Common Buying Mistakes
The temptation and excitement of buying a new pair of shoes shouldn’t prevent you from properly evaluating your options. Here are some common mistakes to avoid:
Buying for looks
The most important features of running shoes should be their function and comfort. The best tip on how to pick running shoes, would be to check if it meets your feets’ functionality and support requirements; aesthetics should come after.
Buying tight-fitting shoes
Again, fit is a crucial factor for ensuring the ultimate comfort of a running shoe. A common mistake buyers make is picking tight-fitting shoes that will easily cause blisters, bunions, and put unnecessary strain on your feet. A good tip is to consider going for a half size up if your usual shoe size is tight-fitting for your running shoes. Remember that there should be extra space in your toes, so that you allow your feet to breathe.

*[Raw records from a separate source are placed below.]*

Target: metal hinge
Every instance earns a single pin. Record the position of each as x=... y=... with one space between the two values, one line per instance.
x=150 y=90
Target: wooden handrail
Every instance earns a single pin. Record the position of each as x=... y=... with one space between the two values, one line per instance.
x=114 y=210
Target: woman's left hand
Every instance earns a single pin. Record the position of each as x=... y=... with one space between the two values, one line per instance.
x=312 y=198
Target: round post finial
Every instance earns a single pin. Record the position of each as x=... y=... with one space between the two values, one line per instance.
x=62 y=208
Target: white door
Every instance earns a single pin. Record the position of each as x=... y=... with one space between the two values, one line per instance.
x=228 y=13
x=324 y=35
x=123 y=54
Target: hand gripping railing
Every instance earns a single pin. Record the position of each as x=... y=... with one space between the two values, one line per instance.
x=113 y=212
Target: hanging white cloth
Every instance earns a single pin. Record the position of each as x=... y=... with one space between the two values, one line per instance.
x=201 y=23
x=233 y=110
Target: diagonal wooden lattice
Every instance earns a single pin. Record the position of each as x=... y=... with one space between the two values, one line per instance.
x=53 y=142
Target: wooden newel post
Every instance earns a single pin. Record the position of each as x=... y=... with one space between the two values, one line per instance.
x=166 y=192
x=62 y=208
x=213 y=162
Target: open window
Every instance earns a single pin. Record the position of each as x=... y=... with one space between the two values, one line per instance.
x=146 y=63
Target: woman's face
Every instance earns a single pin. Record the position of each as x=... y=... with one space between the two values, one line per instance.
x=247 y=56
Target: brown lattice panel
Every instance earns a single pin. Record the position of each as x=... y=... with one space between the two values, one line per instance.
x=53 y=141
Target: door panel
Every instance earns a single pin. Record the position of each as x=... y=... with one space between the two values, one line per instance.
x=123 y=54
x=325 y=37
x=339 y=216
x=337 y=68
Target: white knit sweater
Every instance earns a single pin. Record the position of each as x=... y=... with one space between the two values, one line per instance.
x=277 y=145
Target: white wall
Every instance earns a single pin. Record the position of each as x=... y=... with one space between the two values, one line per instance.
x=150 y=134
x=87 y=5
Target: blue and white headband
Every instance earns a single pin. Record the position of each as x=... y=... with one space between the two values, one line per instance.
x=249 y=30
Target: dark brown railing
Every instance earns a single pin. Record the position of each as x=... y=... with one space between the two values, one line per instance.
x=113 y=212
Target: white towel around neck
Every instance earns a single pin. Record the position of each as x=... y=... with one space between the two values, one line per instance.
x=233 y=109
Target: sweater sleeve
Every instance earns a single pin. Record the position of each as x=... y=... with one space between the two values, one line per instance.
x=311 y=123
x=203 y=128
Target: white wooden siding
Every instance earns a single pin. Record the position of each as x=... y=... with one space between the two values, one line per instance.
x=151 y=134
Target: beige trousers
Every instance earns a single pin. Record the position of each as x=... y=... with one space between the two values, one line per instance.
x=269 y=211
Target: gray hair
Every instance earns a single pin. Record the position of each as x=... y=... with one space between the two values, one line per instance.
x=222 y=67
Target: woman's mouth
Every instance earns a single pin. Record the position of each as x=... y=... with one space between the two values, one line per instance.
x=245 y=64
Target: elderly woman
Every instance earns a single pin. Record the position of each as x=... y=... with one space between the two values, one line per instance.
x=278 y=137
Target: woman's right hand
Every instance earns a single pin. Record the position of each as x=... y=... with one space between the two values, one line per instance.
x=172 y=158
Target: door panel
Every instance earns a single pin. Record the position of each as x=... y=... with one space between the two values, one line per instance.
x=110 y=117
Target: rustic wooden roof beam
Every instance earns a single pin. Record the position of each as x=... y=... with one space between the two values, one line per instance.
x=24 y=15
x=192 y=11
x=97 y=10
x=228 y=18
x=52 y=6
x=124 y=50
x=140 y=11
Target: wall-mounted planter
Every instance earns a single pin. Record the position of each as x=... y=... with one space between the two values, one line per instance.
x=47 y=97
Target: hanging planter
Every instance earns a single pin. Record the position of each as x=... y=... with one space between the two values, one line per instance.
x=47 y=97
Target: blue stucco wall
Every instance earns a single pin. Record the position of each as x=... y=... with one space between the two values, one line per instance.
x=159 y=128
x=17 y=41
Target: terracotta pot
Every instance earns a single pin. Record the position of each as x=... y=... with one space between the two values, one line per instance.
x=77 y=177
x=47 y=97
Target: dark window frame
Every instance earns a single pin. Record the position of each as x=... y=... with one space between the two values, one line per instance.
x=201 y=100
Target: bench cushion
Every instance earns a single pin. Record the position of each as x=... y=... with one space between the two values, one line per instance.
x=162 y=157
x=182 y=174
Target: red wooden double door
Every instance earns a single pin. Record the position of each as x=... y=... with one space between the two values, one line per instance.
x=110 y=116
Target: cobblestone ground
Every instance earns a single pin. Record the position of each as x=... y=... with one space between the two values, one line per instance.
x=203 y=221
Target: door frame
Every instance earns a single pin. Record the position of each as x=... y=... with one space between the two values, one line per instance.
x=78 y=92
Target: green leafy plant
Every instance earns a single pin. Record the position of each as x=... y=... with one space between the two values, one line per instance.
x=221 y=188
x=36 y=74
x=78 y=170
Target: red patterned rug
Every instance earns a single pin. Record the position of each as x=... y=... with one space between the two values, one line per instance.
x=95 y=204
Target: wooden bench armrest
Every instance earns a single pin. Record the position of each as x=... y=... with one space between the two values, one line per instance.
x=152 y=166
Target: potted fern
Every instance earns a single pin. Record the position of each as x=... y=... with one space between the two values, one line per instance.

Not trying on before buying
With online shopping becoming so popular and almost inevitable, many people decide to use the platform for buying running shoes as well. If you prefer to buy your shoes online, stick to a pair that you have already tried on or have previously had since it is difficult to know what the right fit for you will be without testing them in person first.
What works for others may not work for you
Your friends may be going on about a new shoe that changed their runs entirely. You are tempted and buy them. While it is fine to get recommendations, we often forget that what works well for someone may not be the best fit for us. When buying new running shoes, remember that your gait, foot shape, running patterns, running terrains, may all be different, so choose what is comfortable and works best for you.
Despite all factors, comfort and support should be the ultimate determinants when it comes to choosing the right pair of shoes for you. However, we are sure that after learning about running shoe features and our buying tips, you will soon be running your shoe-buying worries away.